Um, due to writerly considerations, you’ll have to email him a request to see the story via the link above, the writerly concerns being that publishers get antsy about first drafts published on your own personal website, i.e., they don’t want to buy the final drafts thereof.

Nevertheless, email him quick.

Happy Thanksgiving!

We went to Matt & Stacey’s house. I had a good time; Lee had a good time; I think Joe had a good time; Ray had a “The hills are aliiiiiiiiive with the Sound of Muuuuusiiiiic” time. M&S’s beagle, Sable, proved to be the life of the party from a one-year-old’s perspective. We played but did not finish a very close game of boys-vs-girls trivial pursuit, with Matt dangling clues from the sidelines, having come back from the base in the middle of the game.

The big news is that Matt & Stace are not moving to Tupelo, but if you want more details you’ll have to ask Matt.

Cheap Thrills.

Anybody that knows the David Allen Coe song…well, they just don’t know unless they know.

My brother-in-law Mike sent us a CD of David Allen Coe songs that you’ll never hear on the radio. Never. And now I know more about David Allen Coe than I need to know. You know, I didn’t think of myself as easily offended until I heard that CD. Guess what?

I knew I’d have problems when I saw the song title Nigger F@#$%^&, but I didn’t really know I’d have problems until I heard the song.
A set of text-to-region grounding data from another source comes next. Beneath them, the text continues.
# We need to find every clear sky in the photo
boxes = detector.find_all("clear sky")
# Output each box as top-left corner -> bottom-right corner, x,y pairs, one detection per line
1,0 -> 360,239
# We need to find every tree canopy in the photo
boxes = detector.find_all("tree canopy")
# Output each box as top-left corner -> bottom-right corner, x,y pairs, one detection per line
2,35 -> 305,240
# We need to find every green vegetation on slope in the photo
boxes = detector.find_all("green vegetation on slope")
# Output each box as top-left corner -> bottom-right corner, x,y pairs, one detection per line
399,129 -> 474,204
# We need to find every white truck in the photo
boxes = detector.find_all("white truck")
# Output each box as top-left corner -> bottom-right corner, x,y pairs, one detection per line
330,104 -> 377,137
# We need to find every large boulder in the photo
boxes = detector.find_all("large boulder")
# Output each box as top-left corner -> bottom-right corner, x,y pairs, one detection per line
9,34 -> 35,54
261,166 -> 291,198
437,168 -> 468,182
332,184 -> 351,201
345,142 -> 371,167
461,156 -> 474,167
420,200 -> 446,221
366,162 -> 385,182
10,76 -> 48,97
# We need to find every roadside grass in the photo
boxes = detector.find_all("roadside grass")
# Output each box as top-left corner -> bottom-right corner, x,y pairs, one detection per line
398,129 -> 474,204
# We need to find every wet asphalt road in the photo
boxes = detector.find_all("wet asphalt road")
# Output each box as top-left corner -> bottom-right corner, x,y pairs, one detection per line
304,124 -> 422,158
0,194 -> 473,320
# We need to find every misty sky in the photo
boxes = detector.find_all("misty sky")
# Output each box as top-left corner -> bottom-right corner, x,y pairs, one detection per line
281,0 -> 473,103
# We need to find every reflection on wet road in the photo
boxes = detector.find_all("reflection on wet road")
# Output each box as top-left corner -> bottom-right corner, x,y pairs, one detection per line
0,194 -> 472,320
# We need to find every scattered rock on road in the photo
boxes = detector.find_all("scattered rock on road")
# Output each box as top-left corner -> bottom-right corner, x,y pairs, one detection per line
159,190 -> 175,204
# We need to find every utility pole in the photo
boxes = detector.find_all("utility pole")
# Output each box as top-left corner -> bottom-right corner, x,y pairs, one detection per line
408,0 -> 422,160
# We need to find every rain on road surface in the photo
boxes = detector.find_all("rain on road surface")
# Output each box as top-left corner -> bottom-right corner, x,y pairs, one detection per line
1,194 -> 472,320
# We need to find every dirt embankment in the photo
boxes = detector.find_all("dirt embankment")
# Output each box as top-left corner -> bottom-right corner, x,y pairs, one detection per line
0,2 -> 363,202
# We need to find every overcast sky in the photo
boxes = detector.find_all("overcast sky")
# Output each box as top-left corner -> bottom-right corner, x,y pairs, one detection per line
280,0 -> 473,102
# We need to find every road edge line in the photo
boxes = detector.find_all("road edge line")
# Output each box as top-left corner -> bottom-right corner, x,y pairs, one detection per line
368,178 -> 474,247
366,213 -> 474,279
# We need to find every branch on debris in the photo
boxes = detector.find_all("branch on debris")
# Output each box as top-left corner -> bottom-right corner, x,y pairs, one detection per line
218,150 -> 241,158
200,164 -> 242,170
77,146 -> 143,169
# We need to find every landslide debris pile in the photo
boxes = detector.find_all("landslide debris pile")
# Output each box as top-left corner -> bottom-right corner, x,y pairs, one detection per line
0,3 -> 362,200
Or the one about…screw it. Nevermind.

If you want the sticky details, talk to Mike.

P.S. I talked to someone at work who’d never heard of “You never call me by my name.” Never even heard of it. Weird. Bet she hasn’t heard of the “Going to hire a wino” song either. Mac Davis, I think.

Back Online.

Well, we’ve been through our periodic screwed-up-the-internet party again, but we’re back now. I can’t say it was too terrible a thing, since now a) I get to read everything all at once, b) I did some good writing (let me remind myself that I don’t know how to write novels, it’s all right to trash everything and start over, newly inspired. ‘Kay.), and c) a break in the addiction is always a good thing.


Ray’s still cute. She had a good birthday. I bought an angelfood cake, going against all those years of state-fair angelfood cakes I made for 4-H because I don’t have a stationary mixer and, dang it, the thought of making an angelfood cake by hand gave me the willies. I decorated it by hand, though, as Clifford the Dog. I am so Cool. We let Ray, according to Knippling family tradition, have a clear shot at the cake before serving it to the rest of the family. She drew little pictures in the frosting for about three seconds but was not otherwise tempted to eat the stuff. One of her presents was a box of washable crayons. Ha. Wash nothing. Read: edible…and poopable. Man, that was gross.

The big news, though, is that in the last two weeks or so she’s decided to start talking. She knows “Daddy,” “Kitty,” Mamma,” “Joe” (DOE!), and “Diaper” (Di-duh), and she learned them roughly in that order.

Four teeth on top, two teeth on bottom. She can run. She thinks naked is better than clothes, showers and baths both have their points, bacon is gooooooood, dogs bark, lions and bears roar, monkeys hoot.